Ceres escorted us to the edge of the forest, leading us through the trees until the path that would bring us to the palace appeared out of the green. There were rose goblins lounging there, basking in the moonlight and “coincidentally” keeping an eye on the distant keep. I had every faith that, had Rhys sent people looking for us, the rose goblins would have come to warn Ceres. The fact that they would have warned us at the same time was almost an accident.

“Remember,” she said, and then she was gone, melting back into the green like she’d never been there in the first place.

“It’s amazing how quickly a purple person can disappear when she really puts her mind to it,” I said. The path stretched out in either direction. Thanks to the way the forest bent, both ways seemed to lead to the castle. I turned to Walther. “Which way?”

“This way,” he said, and started walking. Tybalt and I followed, letting him set the pace. We’d all had a hard night, and it wasn’t over yet, but of the three of us, he was definitely the one who had suffered the deepest and most painful shocks.

After we had walked in silence for several minutes, Walther said, “You didn’t ask.”

“What?” I turned my head enough to see the side of his face. “What do you mean?”

“Sorry.” He rubbed his face with his hand, spreading his fingers so as to cover the whole thing before lowering his arm and saying, “When she thought I was her sister, you didn’t say anything. And now you’re not asking. It’s not the response I expected.”

“Ah.” We kept walking, me taking advantage of the pause to put my thoughts in order. Finally, I said, “I guess I didn’t know how to respond. I still don’t. You’re you. You’ve always been you. If who you are used to be someone different, that’s your business, not mine.”

“There have always been members of my Court whose parents named them one thing, but who were in truth another,” said Tybalt. “When I was younger, they would go to the stage. Only men were permitted, you see, so a man who was in truth a woman could live a woman’s life, petticoats and powders and all, under the guise of playing pretend. And few who would enforce the law looked critically at the stagehands—I suppose they assumed it would not have been worth the dangers of being a woman in the theater if you never took the stage. They did not understand that the attraction was in having the freedom to be themselves, free from judgment, free from social laws.”

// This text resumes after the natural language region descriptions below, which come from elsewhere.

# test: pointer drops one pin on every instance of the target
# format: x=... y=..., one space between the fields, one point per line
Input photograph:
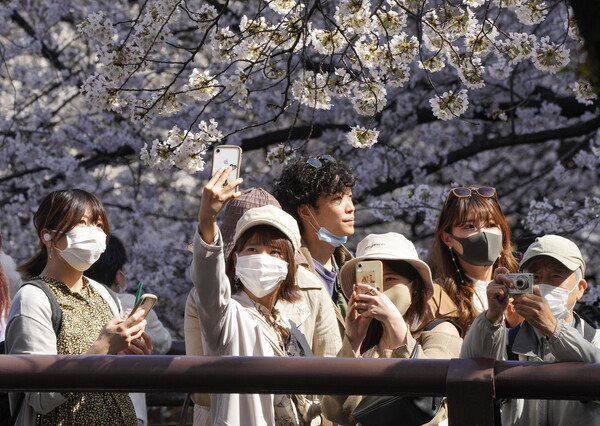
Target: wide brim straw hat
x=234 y=209
x=272 y=216
x=389 y=246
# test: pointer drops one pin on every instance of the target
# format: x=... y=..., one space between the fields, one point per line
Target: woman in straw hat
x=237 y=297
x=386 y=321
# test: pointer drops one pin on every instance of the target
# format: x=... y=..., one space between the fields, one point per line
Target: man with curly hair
x=318 y=193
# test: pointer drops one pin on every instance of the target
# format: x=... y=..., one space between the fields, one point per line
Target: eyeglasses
x=316 y=161
x=464 y=192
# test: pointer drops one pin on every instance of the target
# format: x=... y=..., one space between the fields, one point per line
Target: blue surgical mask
x=329 y=237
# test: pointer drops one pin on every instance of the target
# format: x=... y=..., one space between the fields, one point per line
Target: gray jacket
x=485 y=340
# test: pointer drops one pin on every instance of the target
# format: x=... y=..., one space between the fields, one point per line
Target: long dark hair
x=267 y=235
x=61 y=211
x=455 y=282
x=420 y=293
x=105 y=269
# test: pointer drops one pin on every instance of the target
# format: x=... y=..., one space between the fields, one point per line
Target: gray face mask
x=481 y=249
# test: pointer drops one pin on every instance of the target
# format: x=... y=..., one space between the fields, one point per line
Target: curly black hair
x=301 y=183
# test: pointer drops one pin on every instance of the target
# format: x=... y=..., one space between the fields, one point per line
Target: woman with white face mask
x=237 y=297
x=72 y=228
x=387 y=322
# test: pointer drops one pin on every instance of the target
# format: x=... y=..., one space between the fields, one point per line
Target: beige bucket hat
x=389 y=246
x=557 y=247
x=273 y=216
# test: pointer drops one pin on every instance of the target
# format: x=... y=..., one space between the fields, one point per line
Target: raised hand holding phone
x=214 y=196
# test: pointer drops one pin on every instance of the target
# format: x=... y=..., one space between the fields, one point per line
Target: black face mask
x=481 y=249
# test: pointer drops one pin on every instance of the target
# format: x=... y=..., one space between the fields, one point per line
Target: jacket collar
x=527 y=342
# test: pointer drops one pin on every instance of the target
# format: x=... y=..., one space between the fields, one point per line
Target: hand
x=536 y=311
x=498 y=296
x=356 y=324
x=512 y=318
x=118 y=334
x=140 y=346
x=214 y=197
x=377 y=305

“You know, sometimes I forget how old you are,” said Walther.

“But I never forget how old I am, even as I am surrounded by the children of this modern world, who do not understand the trials of those who came before them,” said Tybalt. He sounded amused, which meant he was probably being clever—or at least thought he was.

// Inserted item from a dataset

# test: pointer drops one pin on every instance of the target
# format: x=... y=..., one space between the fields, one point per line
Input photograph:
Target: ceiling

I elbowed him lightly in the ribs. “We get it. You’re a creepy old man, and I’m way too young for you. Now quit it.”

Tybalt laughed.

Walther rubbed the side of his face this time, rather than the whole thing, and sounded relieved as he said, “I didn’t expect this to be quite so easy, if it ever came out. I was expecting . . . I don’t know.”

“Is this because I’m a changeling?” I asked gently.